Lawyers representing low-income school districts say North Carolina has abandoned its efforts to make sure it provides all students a sound, basic education. They say budget cuts are keeping the state from living up to its commitment. They’re asking a judge to hold a hearing on the matter in August.
WFAE’s Lisa Miller joins All Things Considered host Mark Rumsey to discuss:
MR: Lisa, this is part of a long-running case. Why are these districts making this complaint now?
LM: They say recent cuts have really hurt the quality of education the state can deliver, not just to their students, but to students across the state. And they say that’s partly why we’re seeing more kids not scoring proficient on end of year tests. Melanie Dubis is a lawyer who represents these counties. I spoke with her today and here’s what she said.

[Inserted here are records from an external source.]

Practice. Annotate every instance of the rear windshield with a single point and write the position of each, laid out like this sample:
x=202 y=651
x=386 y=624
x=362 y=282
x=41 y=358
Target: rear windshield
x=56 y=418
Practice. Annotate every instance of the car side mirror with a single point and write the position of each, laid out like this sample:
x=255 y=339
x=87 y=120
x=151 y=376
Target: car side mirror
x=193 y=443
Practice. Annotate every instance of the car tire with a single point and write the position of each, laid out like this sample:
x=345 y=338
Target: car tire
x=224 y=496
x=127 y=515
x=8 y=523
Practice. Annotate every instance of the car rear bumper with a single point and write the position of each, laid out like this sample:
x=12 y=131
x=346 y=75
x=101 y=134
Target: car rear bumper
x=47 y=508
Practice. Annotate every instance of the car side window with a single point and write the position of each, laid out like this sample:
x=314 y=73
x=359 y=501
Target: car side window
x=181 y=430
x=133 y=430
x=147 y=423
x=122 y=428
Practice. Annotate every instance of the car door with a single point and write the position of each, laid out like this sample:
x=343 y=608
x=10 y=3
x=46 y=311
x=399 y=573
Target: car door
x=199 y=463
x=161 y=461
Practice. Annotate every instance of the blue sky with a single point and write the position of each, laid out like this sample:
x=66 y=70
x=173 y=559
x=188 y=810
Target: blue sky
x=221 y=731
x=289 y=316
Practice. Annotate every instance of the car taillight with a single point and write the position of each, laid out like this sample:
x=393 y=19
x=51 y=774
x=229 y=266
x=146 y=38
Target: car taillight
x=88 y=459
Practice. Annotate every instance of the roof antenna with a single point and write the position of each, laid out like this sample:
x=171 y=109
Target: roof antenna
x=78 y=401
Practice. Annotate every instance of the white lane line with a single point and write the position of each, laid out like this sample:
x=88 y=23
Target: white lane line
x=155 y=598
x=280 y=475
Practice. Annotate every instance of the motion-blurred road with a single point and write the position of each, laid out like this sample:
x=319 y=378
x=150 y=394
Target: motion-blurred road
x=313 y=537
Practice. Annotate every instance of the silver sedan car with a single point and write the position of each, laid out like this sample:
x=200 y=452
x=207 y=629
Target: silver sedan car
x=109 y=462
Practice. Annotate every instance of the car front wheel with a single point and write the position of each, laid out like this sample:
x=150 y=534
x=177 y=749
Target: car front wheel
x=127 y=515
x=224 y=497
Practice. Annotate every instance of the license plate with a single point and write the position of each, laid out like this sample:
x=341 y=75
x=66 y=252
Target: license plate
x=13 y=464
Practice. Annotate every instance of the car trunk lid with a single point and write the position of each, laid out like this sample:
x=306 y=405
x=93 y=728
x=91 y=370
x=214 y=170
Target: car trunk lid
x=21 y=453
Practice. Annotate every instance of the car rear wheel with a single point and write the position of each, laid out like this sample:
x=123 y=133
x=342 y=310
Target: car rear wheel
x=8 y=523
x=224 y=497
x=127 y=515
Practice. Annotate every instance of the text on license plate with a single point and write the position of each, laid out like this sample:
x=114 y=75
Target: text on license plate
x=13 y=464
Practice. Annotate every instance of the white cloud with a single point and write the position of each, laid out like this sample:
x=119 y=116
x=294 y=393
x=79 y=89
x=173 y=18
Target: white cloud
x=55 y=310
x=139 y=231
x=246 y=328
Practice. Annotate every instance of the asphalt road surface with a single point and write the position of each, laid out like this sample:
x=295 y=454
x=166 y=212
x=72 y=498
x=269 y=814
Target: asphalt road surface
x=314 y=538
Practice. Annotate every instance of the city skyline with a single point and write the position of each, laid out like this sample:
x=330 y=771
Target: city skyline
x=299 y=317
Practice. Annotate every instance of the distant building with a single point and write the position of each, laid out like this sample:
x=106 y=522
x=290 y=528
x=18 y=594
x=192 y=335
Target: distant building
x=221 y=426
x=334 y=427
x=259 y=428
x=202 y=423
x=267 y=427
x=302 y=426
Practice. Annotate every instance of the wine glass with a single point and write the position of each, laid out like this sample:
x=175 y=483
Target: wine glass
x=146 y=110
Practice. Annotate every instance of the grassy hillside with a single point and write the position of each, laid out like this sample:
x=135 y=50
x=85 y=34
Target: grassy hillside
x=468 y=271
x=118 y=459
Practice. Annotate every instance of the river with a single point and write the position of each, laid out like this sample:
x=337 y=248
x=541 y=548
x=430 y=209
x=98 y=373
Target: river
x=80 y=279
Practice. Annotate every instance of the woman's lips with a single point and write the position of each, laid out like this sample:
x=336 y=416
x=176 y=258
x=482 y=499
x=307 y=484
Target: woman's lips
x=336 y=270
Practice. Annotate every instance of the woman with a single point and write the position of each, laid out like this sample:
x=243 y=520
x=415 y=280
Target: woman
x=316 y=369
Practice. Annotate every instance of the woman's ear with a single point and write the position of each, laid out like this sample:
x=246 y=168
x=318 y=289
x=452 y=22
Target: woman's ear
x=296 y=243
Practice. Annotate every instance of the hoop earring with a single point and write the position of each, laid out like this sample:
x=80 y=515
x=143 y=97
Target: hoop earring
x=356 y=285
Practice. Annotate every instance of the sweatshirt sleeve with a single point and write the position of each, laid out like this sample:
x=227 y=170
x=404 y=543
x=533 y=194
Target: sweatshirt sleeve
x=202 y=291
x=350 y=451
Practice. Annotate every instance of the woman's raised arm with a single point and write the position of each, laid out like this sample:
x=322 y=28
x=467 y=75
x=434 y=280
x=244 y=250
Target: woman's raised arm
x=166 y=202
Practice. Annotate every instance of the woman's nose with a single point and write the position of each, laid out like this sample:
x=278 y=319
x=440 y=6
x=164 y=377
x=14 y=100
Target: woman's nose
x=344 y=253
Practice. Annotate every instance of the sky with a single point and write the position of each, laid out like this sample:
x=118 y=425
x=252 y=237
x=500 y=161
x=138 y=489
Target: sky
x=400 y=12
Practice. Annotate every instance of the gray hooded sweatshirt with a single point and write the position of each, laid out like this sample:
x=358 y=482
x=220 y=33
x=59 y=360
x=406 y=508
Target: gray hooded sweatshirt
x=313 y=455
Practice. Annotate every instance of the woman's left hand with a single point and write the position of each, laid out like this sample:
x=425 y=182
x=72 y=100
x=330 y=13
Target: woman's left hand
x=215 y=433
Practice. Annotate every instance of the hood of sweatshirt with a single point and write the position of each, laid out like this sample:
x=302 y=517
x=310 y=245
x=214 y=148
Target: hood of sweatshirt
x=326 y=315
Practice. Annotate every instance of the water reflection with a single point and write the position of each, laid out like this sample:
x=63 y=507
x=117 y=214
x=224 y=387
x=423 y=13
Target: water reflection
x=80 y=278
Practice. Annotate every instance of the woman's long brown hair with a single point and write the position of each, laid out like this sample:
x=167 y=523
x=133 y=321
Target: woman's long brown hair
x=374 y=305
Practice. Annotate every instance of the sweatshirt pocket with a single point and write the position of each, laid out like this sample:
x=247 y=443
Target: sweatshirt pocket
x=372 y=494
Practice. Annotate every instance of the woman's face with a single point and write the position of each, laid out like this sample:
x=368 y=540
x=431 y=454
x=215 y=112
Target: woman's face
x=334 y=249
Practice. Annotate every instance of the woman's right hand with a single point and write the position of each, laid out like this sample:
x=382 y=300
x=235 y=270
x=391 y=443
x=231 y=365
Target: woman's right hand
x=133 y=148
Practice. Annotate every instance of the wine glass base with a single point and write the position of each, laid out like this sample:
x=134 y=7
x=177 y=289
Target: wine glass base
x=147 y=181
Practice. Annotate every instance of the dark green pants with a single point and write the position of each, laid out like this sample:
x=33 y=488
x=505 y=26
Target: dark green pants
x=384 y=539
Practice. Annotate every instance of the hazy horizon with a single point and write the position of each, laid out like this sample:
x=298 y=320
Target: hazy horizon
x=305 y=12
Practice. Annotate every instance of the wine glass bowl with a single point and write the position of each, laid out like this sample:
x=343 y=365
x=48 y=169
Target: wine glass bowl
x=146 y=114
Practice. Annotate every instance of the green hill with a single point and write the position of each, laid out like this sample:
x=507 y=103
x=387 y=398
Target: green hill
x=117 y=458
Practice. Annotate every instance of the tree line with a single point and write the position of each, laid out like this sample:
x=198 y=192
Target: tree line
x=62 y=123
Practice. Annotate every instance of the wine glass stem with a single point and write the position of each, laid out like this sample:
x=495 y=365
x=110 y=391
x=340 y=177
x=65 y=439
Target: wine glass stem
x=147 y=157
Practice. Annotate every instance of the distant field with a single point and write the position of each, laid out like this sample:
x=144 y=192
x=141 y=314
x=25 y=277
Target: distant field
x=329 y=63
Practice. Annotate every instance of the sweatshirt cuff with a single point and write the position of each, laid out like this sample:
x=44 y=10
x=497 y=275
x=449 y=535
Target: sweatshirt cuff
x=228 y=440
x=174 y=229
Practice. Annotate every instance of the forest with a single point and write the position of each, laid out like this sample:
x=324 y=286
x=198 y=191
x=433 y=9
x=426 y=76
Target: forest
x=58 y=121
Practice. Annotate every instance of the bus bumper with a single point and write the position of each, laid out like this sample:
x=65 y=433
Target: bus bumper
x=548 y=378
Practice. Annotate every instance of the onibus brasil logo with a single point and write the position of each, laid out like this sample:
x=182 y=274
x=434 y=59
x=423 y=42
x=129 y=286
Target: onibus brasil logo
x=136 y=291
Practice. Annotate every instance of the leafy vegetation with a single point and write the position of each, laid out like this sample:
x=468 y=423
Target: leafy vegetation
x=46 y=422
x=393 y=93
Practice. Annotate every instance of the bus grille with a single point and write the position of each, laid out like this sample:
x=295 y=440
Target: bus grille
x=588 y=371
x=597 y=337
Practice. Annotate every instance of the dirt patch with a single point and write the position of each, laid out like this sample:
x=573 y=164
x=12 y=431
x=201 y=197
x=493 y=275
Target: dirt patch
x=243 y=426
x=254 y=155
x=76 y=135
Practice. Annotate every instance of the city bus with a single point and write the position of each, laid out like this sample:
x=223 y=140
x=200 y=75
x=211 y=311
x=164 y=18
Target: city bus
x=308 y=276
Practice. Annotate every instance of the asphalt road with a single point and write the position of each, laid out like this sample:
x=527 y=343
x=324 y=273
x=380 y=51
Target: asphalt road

DUBIS: It’s the fact that the state has depleted those resources to teachers, principal training, funding and resources aimed at at-risk children. That’s been occurring over the last five years and we think the test scores are the result of that.
LM: Those are some of the areas the state promised to focus resources on as a way to comply with previous Supreme Court rulings in this case. And as you said, yes, this is part of a 20 year long case, referred to as the Leandro case.
MR: Also, Lisa, these tests did get a lot harder last year, right?
LM: Yes, they did. Initially, that grading got harder too. But then the state board of education added an extra level to make it easier to pass the test. These districts contend that’s just an attempt to mask the number of students who are not receiving an opportunity for a sound, basic education.
MR: What does the state have to say about this?
LM: President Pro-Tem Phil Berger’s office pointed out that four of the five districts leading the lawsuit receive more than the state per pupil average and if more money was the only factor in these children’s education, their performance would also be above the state average. However, rulings in this suit say that at-risk students require more resources.
MR: And just how is this part of the Leandro case?
LM: There’s a hearing at least once a year to monitor how the state is doing with providing kids a “sound, basic education.” But this hearing would be different since it’s the lawyers for the school districts saying the state is going back on its word. They called one a couple years ago after state lawmakers cut the number of children eligible for the state’s pre-kindergarten program, so it would be in that vein.